Wednesday, October 9, 2013

Unwarranted Extrapolation

A personal note -- I don't understand people who think there is one diet -- in great detail (types of foods, percentage of fat / protein / carbohydrates, etc.) -- that is absolutely and clearly optimal for every single person everywhere. How can we ignore the evidence?

But beyond the evidence, just consider the reasoning. As many of you know, I have a chronic disease. If there was a very specific diet that controlled my symptoms, it would be optimal for me. But I would never think to claim that everyone simply must follow the diet that works for me!

Bill Clinton went 65 years eating about the worst diet possible. He did a great deal of damage to his body. Now he's much healthier eating a mostly-plant-based diet.* So this worked for him, in his circumstances.
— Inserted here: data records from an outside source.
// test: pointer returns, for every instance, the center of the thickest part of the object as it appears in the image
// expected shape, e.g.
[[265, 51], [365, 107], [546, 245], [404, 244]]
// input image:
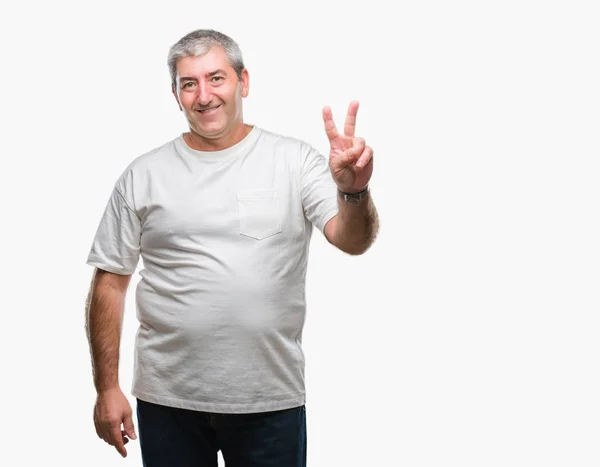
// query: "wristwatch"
[[354, 198]]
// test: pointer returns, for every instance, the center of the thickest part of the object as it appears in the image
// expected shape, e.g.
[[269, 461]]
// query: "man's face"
[[210, 93]]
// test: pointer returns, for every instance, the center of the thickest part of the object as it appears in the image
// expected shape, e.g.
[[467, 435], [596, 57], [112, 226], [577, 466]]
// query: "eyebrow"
[[212, 73]]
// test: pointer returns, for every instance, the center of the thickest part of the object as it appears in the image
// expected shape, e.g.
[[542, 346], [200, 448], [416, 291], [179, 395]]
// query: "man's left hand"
[[350, 159]]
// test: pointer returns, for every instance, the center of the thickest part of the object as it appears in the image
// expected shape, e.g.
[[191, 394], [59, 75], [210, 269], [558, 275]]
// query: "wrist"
[[352, 191], [354, 197]]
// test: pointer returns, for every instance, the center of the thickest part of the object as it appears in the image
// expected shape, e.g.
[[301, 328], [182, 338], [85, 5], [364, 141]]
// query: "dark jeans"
[[171, 437]]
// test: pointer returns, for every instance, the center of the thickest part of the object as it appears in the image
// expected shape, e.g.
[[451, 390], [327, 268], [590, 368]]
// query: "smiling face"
[[210, 93]]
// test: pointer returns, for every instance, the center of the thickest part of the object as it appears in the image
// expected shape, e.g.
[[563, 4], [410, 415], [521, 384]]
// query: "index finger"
[[350, 124], [330, 128], [117, 440]]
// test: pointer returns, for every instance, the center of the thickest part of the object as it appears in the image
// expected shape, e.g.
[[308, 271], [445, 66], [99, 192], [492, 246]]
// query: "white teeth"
[[208, 110]]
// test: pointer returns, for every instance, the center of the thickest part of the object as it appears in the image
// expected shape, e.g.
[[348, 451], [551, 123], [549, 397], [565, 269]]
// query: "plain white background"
[[467, 335]]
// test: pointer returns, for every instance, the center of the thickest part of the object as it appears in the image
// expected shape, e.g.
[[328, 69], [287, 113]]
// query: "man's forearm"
[[356, 226], [104, 317]]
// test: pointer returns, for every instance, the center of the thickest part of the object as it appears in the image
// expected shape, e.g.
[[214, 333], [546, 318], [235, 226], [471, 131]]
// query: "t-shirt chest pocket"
[[259, 213]]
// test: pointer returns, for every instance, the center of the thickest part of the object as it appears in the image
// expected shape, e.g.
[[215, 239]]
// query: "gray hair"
[[199, 42]]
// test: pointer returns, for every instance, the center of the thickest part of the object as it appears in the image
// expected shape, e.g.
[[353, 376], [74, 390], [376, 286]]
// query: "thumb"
[[129, 427]]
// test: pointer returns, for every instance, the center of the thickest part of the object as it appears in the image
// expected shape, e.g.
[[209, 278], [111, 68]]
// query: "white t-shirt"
[[224, 238]]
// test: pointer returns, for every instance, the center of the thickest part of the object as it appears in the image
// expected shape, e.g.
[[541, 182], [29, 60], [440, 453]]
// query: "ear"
[[176, 97], [245, 83]]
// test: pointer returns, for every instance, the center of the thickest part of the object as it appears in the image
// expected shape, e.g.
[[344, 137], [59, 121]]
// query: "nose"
[[204, 95]]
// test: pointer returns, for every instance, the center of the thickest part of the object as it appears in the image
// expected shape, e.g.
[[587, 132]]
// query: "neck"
[[201, 143]]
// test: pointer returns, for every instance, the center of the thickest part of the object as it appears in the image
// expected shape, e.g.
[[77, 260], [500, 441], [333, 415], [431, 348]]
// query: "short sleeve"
[[116, 246], [319, 192]]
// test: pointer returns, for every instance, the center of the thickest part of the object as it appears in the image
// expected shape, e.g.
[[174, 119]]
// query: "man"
[[222, 218]]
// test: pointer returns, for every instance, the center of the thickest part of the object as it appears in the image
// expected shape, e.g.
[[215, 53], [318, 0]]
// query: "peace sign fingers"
[[350, 124]]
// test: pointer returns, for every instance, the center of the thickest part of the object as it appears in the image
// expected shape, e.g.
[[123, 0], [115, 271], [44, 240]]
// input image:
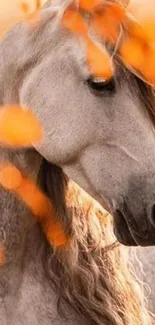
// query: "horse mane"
[[91, 274]]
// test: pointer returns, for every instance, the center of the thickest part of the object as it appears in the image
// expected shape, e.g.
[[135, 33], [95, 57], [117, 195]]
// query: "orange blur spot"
[[90, 5], [18, 126], [73, 21], [132, 52], [106, 22], [98, 60], [10, 177]]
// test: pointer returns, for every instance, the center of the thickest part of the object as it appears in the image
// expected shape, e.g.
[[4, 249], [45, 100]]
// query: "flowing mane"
[[92, 273]]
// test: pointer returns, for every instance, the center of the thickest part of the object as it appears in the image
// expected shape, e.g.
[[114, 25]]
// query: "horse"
[[86, 281], [100, 133]]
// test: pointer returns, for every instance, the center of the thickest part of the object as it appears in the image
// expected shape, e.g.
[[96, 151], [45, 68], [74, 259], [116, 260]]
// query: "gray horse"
[[100, 134]]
But even if loads of people were willing to adopt his very-low-fat no-bread no-nuts etc. etc. diet (which they never will), why would anyone think this was the optimal diet for, say, a 4-year-old? Or a 13-year-old? Or a pregnant woman? Or a football player or ultramarathoner? And there is nothing to say that a different diet (and/or other lifestyle changes) wouldn't have worked for Clinton -- we have no control group in this situation.

This isn't really an issue for VO members, who focus on the animals, rather than trying to glorify their personal diet / denigrate everyone who doesn't eat / think just like them. But we should keep this in mind when we come across claims that apply to a specific population or circumstance.

-Matt Ball

* PS: Clinton's diet -- eating fish and/or eggs ever week -- could easily cause more suffering and/or death than someone who eats beef and dairy every day.